Lower prices for food and beverage were not enough to impede Uruguay's October consumer price index from increasing 0.33% pushed by a stronger US dollar and weaker local currency.

Accumulated consumer inflation so far this year has reached 7.98%, which means that to keep it below two digits (which triggers a round of labour negotiations) prices in the last two months of 2008 must be below 1.87%. Local analysts expressed concern about inflation in Uruguay. Pablo Rosselli from Deloitte said that underlying inflation (minus fresh fruit and vegetables and public utility rates) remains in the range of 1% which is "too high", evidence of persisting short term pressures on prices.

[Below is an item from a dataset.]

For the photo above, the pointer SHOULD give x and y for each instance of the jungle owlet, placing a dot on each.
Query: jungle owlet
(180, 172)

In October 2007 the CPI was minus 0.23% and in 2006, minus 0.2%. Pablo Moya from Consultants Oikos said that the fall in fuel prices and food did not compensate sufficiently the increase in the US dollar value in the local money market and company are still reluctant to pass on lower international prices. Enrique Rubio head of the Planning and Budget Office said that "we've seen that the drop in international prices in certain goods is not reflecting yet, in retail prices. Such is the case with wheat so we have programmed several meeting with millers and bakeries". In October the items with largest monthly incidence were Leisure and Recreation, 3.3% and Transport and Communications, 1.1%. However, according to Uruguay's School of Economics the index for lower income households, October inflation was actually negative, 0.35%, accumulating 6.84% in the ten month period. The basic food and services basket for this category is estimated in the equivalent of 1.000 USD.

Categories: Economy, Uruguay.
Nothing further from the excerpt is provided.